Researchers in California have released the results of a study that investigated whether barbershops could be used to lower the blood pressure of Black men. The results were overwhelmingly positive, showing barbers can have a significant impact on the health outcomes of their clients.

The study looked at 319 Black men across Los Angeles County with systolic blood pressure over 140, according to CNN. Systolic blood pressure is the first number in pressure readings and is a measure of blood pressure while the heart is beating. Doctors consider 120 to be an ideal systolic blood pressure; anyone who reads above 140 is thought to have high blood pressure.

Compared to other Americans, Black Americans face a higher risk of high blood pressure and the health challenges that come with it. The American Heart Association has found more than 40 percent of Black Americans have been diagnosed with high blood pressure, with even more at risk of contracting the ailment.

There can be some hesitation to seek medical care in the Black community, which makes the risks that follow high blood pressure more dangerous. New York University's Joseph Ravenell told CNN that's why bringing healthcare to barbershops makes perfect sense.

"Since the barbershop is a place where men want to be, it's a place that's known for open collegial conversation, it really is a perfect place to relay health messages that are important for Black men," Ravenell said, adding barbers serve as "a trusted key opinion leader" for most Black men.

The study worked like this: 52 barbershops in L.A. County were assigned to either a pharmacist-led group or a PCP (primary care provider)-led control group, WTHR reports.

In the pharmacist-led group, barbers encouraged participants at their shops to connect with onsite pharmacists, who took their blood pressure and worked with the gentlemen's doctors to prescribe medication.

In the control group, barbers encouraged men with high blood pressure to seek help from their PCPs and suggested ways they could reduce their numbers by making lifestyle changes.

While the interventions in the second group helped, installing pharmacists made a huge difference.
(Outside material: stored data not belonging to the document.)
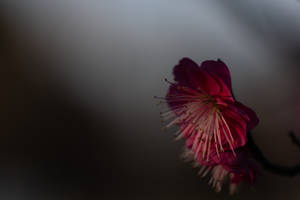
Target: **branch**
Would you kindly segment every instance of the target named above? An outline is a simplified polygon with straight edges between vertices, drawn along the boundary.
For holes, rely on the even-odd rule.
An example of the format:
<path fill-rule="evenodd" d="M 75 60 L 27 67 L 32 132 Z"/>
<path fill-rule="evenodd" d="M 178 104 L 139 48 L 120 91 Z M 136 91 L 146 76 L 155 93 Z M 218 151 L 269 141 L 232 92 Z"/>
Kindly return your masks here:
<path fill-rule="evenodd" d="M 299 145 L 299 140 L 295 137 L 295 135 L 291 132 L 290 137 L 292 141 L 296 144 Z M 300 146 L 300 145 L 299 145 Z M 255 144 L 251 133 L 248 133 L 248 143 L 247 147 L 249 150 L 253 153 L 254 158 L 260 162 L 260 164 L 264 167 L 264 169 L 275 173 L 279 174 L 282 176 L 296 176 L 300 173 L 300 165 L 295 165 L 295 166 L 283 166 L 283 165 L 277 165 L 269 161 L 263 152 L 259 149 L 259 147 Z"/>
<path fill-rule="evenodd" d="M 294 132 L 293 131 L 290 131 L 289 132 L 289 136 L 292 140 L 292 142 L 297 145 L 298 147 L 300 147 L 300 140 L 295 136 Z"/>

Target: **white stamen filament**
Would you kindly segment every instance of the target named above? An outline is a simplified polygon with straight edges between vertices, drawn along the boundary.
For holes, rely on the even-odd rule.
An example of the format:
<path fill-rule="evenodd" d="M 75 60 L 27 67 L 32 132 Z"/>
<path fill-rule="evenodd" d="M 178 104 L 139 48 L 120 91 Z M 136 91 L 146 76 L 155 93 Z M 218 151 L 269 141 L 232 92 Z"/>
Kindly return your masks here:
<path fill-rule="evenodd" d="M 186 95 L 168 95 L 165 100 L 167 103 L 179 104 L 161 113 L 163 118 L 172 119 L 165 128 L 179 124 L 180 130 L 177 131 L 176 140 L 184 137 L 193 138 L 191 150 L 194 152 L 195 160 L 201 152 L 202 159 L 208 162 L 212 148 L 219 157 L 220 152 L 224 151 L 222 137 L 225 137 L 235 155 L 231 130 L 212 97 L 200 93 L 196 96 L 193 90 Z M 182 104 L 182 101 L 187 103 Z"/>

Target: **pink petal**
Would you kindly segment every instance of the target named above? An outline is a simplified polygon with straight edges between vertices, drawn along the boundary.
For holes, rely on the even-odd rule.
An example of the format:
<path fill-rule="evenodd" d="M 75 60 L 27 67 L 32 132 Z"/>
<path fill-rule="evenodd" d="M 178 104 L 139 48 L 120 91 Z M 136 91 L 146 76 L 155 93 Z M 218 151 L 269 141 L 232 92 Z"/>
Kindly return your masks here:
<path fill-rule="evenodd" d="M 229 90 L 231 90 L 231 77 L 228 67 L 220 59 L 217 61 L 207 60 L 202 62 L 201 69 L 207 71 L 210 74 L 214 74 L 222 79 Z"/>
<path fill-rule="evenodd" d="M 198 71 L 198 65 L 189 58 L 182 58 L 173 69 L 175 81 L 179 84 L 197 89 L 194 76 Z"/>
<path fill-rule="evenodd" d="M 248 117 L 248 124 L 247 124 L 247 131 L 250 131 L 255 126 L 257 126 L 259 119 L 256 113 L 249 107 L 245 106 L 244 104 L 235 101 L 234 104 L 243 114 L 246 114 Z"/>
<path fill-rule="evenodd" d="M 233 147 L 244 146 L 247 142 L 247 122 L 246 120 L 234 110 L 228 108 L 223 110 L 223 116 L 230 128 L 232 137 L 234 139 Z M 225 139 L 223 139 L 225 141 Z"/>
<path fill-rule="evenodd" d="M 194 61 L 183 58 L 173 69 L 175 81 L 180 85 L 201 90 L 209 95 L 218 95 L 222 92 L 222 85 L 208 72 L 202 70 Z M 227 94 L 228 95 L 228 94 Z M 231 94 L 229 94 L 231 95 Z"/>
<path fill-rule="evenodd" d="M 258 168 L 247 148 L 238 148 L 236 157 L 230 152 L 224 152 L 221 164 L 226 170 L 234 174 L 231 178 L 231 183 L 239 183 L 241 181 L 254 183 Z"/>
<path fill-rule="evenodd" d="M 177 87 L 179 85 L 178 84 L 173 84 L 173 85 L 170 85 L 169 87 L 169 90 L 168 90 L 168 93 L 167 93 L 167 96 L 166 96 L 166 99 L 167 99 L 167 102 L 168 102 L 168 105 L 170 106 L 170 108 L 175 108 L 175 107 L 178 107 L 180 105 L 183 105 L 183 104 L 186 104 L 187 103 L 187 100 L 185 101 L 174 101 L 174 100 L 169 100 L 168 97 L 176 97 L 176 96 L 182 96 L 182 95 L 187 95 L 188 93 L 183 91 L 183 90 L 179 90 Z"/>

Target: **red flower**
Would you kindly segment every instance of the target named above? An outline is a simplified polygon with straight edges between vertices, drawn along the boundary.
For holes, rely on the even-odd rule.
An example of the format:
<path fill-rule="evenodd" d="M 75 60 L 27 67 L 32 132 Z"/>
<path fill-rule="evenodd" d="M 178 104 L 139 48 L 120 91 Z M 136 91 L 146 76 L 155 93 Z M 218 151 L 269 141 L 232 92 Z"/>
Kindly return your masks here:
<path fill-rule="evenodd" d="M 231 77 L 221 61 L 205 61 L 199 67 L 183 58 L 173 69 L 176 83 L 171 83 L 166 102 L 170 111 L 162 116 L 173 120 L 166 126 L 179 125 L 179 138 L 207 162 L 211 155 L 244 146 L 246 132 L 258 123 L 256 114 L 234 100 Z"/>
<path fill-rule="evenodd" d="M 210 184 L 217 191 L 227 176 L 231 193 L 241 181 L 252 183 L 256 167 L 244 146 L 246 134 L 258 124 L 258 118 L 234 99 L 225 63 L 205 61 L 198 66 L 183 58 L 173 74 L 176 82 L 168 81 L 170 87 L 163 98 L 170 110 L 161 115 L 171 119 L 166 128 L 179 126 L 177 138 L 186 139 L 184 157 L 202 166 L 202 176 L 211 171 Z"/>

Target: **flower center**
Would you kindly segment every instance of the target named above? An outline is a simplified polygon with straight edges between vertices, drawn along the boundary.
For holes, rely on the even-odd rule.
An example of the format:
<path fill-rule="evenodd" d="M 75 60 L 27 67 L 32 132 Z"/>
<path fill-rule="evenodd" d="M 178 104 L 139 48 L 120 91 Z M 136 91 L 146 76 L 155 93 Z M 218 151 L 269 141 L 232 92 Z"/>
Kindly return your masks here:
<path fill-rule="evenodd" d="M 172 119 L 165 128 L 179 125 L 177 139 L 185 137 L 192 140 L 190 148 L 195 159 L 206 158 L 209 161 L 212 152 L 219 157 L 224 151 L 224 143 L 229 144 L 235 155 L 234 139 L 217 99 L 186 87 L 180 87 L 180 90 L 184 93 L 163 98 L 171 105 L 171 110 L 161 113 L 161 116 Z"/>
One of the researchers, Ciantel Blyler, said she was "surprised by the magnitude of the effect of the intervention.”

After a year of the program, 68 percent of the men in the pharmacist-led group had a systolic blood pressure of 130 or less. Those same numbers were achieved by 11 percent of those in the control group.

Researchers believe their success is easily repeatable in other communities and feel their program could become a model for future care.

Ronald G. Victor, who led the study, said as much in a blog post about the work, writing, "When we provide convenient and rigorous medical care to African American men by coming to them — in this case having pharmacists deliver that care in barbershops — blood pressure can be controlled and lives can be saved.”